L’agression directe n’est évidemment pas idéale, et certains mâles peuvent ne pas avoir les capacités d’y participer et se retrouvent en bas de l’échelle sociale. Certains appellent cela la « masculinité toxique », mais je n’aime pas trop ce terme. Les filles et les femmes ont leurs propres méthodes de compétition, moins idéales, mais nous ne les qualifions pas de « toxiques ».

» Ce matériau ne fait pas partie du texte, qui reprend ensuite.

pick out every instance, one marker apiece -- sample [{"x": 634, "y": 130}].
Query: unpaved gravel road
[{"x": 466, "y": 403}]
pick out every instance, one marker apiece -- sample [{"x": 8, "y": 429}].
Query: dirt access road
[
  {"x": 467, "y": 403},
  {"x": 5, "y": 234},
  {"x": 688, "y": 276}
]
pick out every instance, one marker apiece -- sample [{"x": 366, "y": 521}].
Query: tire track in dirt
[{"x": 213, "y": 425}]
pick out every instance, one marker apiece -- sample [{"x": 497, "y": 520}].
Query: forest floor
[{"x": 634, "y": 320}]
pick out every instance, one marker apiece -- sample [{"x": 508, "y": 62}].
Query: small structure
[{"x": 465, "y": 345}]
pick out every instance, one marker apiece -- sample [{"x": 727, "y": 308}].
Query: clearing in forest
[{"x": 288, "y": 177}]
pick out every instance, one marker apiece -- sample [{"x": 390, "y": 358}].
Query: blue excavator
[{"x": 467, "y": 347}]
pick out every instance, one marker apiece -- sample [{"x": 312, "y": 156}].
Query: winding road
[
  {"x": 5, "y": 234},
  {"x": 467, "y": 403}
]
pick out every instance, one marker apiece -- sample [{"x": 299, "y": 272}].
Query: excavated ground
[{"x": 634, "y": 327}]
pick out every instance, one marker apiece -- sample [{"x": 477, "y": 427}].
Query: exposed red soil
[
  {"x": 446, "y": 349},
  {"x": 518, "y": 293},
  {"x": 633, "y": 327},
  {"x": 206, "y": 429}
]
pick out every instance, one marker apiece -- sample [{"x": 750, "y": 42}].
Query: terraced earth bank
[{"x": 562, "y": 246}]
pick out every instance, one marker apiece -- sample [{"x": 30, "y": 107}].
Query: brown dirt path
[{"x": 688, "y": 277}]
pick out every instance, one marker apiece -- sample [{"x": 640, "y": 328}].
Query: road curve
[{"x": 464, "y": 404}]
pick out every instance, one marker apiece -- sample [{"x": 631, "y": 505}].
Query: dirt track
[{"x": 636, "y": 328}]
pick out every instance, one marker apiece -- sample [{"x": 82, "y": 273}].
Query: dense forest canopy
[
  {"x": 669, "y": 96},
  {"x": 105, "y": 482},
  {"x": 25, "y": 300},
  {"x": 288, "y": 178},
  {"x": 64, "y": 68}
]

Les filles et les femmes sont plus susceptibles de rivaliser pour un statut de manière indirecte, comme par le commérage ou en dénigrant une rivale sur les réseaux sociaux. Cela rend plus difficile la résolution des conflits, souvent parce que l’identité de l’attaquante est inconnue. Cette forme de compétition permet aux femmes de rivaliser pour un statut ou pour une personne d’une manière qui réduit les risques de préjudice physique, mais elle peut être aussi très cruelle et nuire à la santé mentale.
— Mettre en avant la dimension biologique des différences entre les sexes, n’est-ce pas encourir le risque du fatalisme ? Cela signifie-t-il que nous ne pouvons rien changer à la violence masculine ?
— C’est une question extrêmement importante. Premièrement, il faut rappeler que les différences sexuelles existent selon une moyenne. Certaines femmes ont un fort désir sexuel et peuvent être violentes, tandis que certains hommes sont extrêmement pacifiques et n’aiment pas le sexe. Nous sommes tous des individus. Certaines personnes croient que, la biologie, c’est le destin. Que, si les hommes sont plus volages ou plus violents que les femmes, cela est dû à des différences évolutives et hormonales, et que nous devons donc l’accepter. Que les gens ne pourraient pas changer. C’est le concept de « déterminisme biologique », et il est faux. Il suffit de regarder comment les sexes se comportent dans votre culture, puis de comparer avec d’autres cultures à travers le monde.
Si vous avez beaucoup voyagé ou simplement suivi les actualités, vous savez que les hommes dans certaines cultures sont beaucoup plus violents entre eux ou que les agressions sexuelles y sont presque encouragées. Dans d’autres régions, vous pouvez laisser votre maison ouverte ou ne pas vous inquiéter si vous êtes une femme marchant seule en ville. Les standards sexuels varient également énormément. Dans certains endroits, il est accepté que les femmes aient de nombreux partenaires sexuels, tandis que, dans d’autres, elles peuvent être exécutées pour cela. Mais, ce qui n’existe pas, ce sont des cultures où les femmes ont une totale liberté sexuelle, avec de nombreux partenaires sexuels et où on attend des hommes qu’ils soient fidèles à une seule partenaire ; ou encore des cultures où les femmes violent et tuent et où les hommes restent à la maison avec les enfants. La direction de ces grandes différences sexuelles en matière de sexe et d’agression est presque toujours la même, mais la nature et l’ampleur de ces différences varient.
Le sophisme naturaliste conduit à la croyance que nous devrions accepter plus facilement ce qui est naturel que ce qui est culturel. Bien sûr, c’est une fausse dichotomie, car nature et culture contribuent tous deux au comportement.